Identifying With Jihadists -- In the U.S. Military

It's hard to say what's worse: ignorance of jihad, for which there's no excuse at this advanced stage of war, or indifference to it, for which there's never an excuse. Both attitudes deeply imbue U.S. war policy. As Kilcullen would (and has) put it, "the Islamic bit is secondary." Far more important to this Australian anthropologist are what he calls "social networks." Packer writes: "He noted that all fifteen Saudi (9/11) hijackers had trouble with their fathers."

Oh, brother -- as if half the people in the world don't have trouble with their fathers (but don't hijack airplanes for Allah). The New Yorker story continues: Although "radical ideas" lead young men to become jihadists, "the reasons they convert, Kilcullen said, are more mundane and familiar: family, friends, associates."

Sounds like our problem is a cell calling plan, not jihadist Islam. Little wonder Kilcullen is also down on the phrase "war on terror." That's because, as Packer writes, the concept (elliptical as it is) "suggests an undifferentiated enemy" engaged in global jihad. David Kilcullen strives to "disaggregate" insurgencies by disconnecting the Islamic dots linking various terror-states and terrorists. He prefers to see jihadist movements in terms of so many local grievances. It's as if he has taken the defunct Bush doctrine -- You're with us or you're against us -- and changed it to: You're really not with anyone, and certainly not anyone Islamic.

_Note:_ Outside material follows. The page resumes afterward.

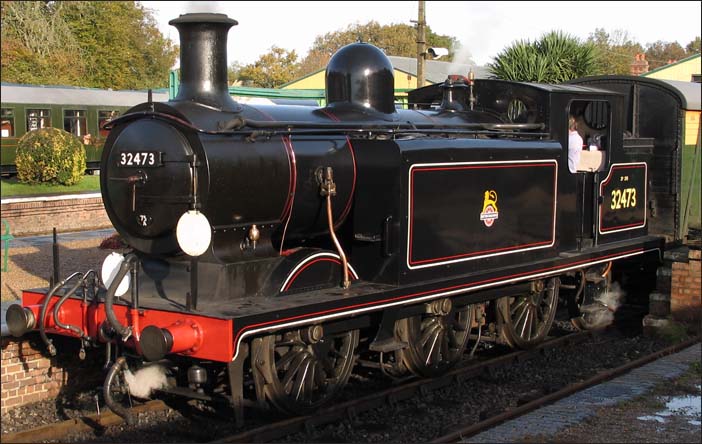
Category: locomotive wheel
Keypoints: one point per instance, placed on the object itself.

To what end? Difficult to say, particularly when, according to the New Yorker, his example of "disaggregation" is the Indonesian province of Aceh. Here, he maintains, Western tsunami aid and resentment of outsiders prevented Aceh from "becoming," as the article put it, "part of the global jihad" -- a funny sort of victory to claim in a place where, increasingly, sharia rules. Of course, maybe the man "disaggregates" sharia, too, reducing it to so many differentiated social networks. Just the thing, as Kilcullen might say, for family, friends and associates with that jihadist sense of adventure.

CORRECTION: In last week's column about media coverage of American Muslims attitudes on suicide bombing, I attributed the headline "Muslims assimilate better in U.S. than Europe, poll finds" to The New York Times. The headline was from The International Herald Tribune.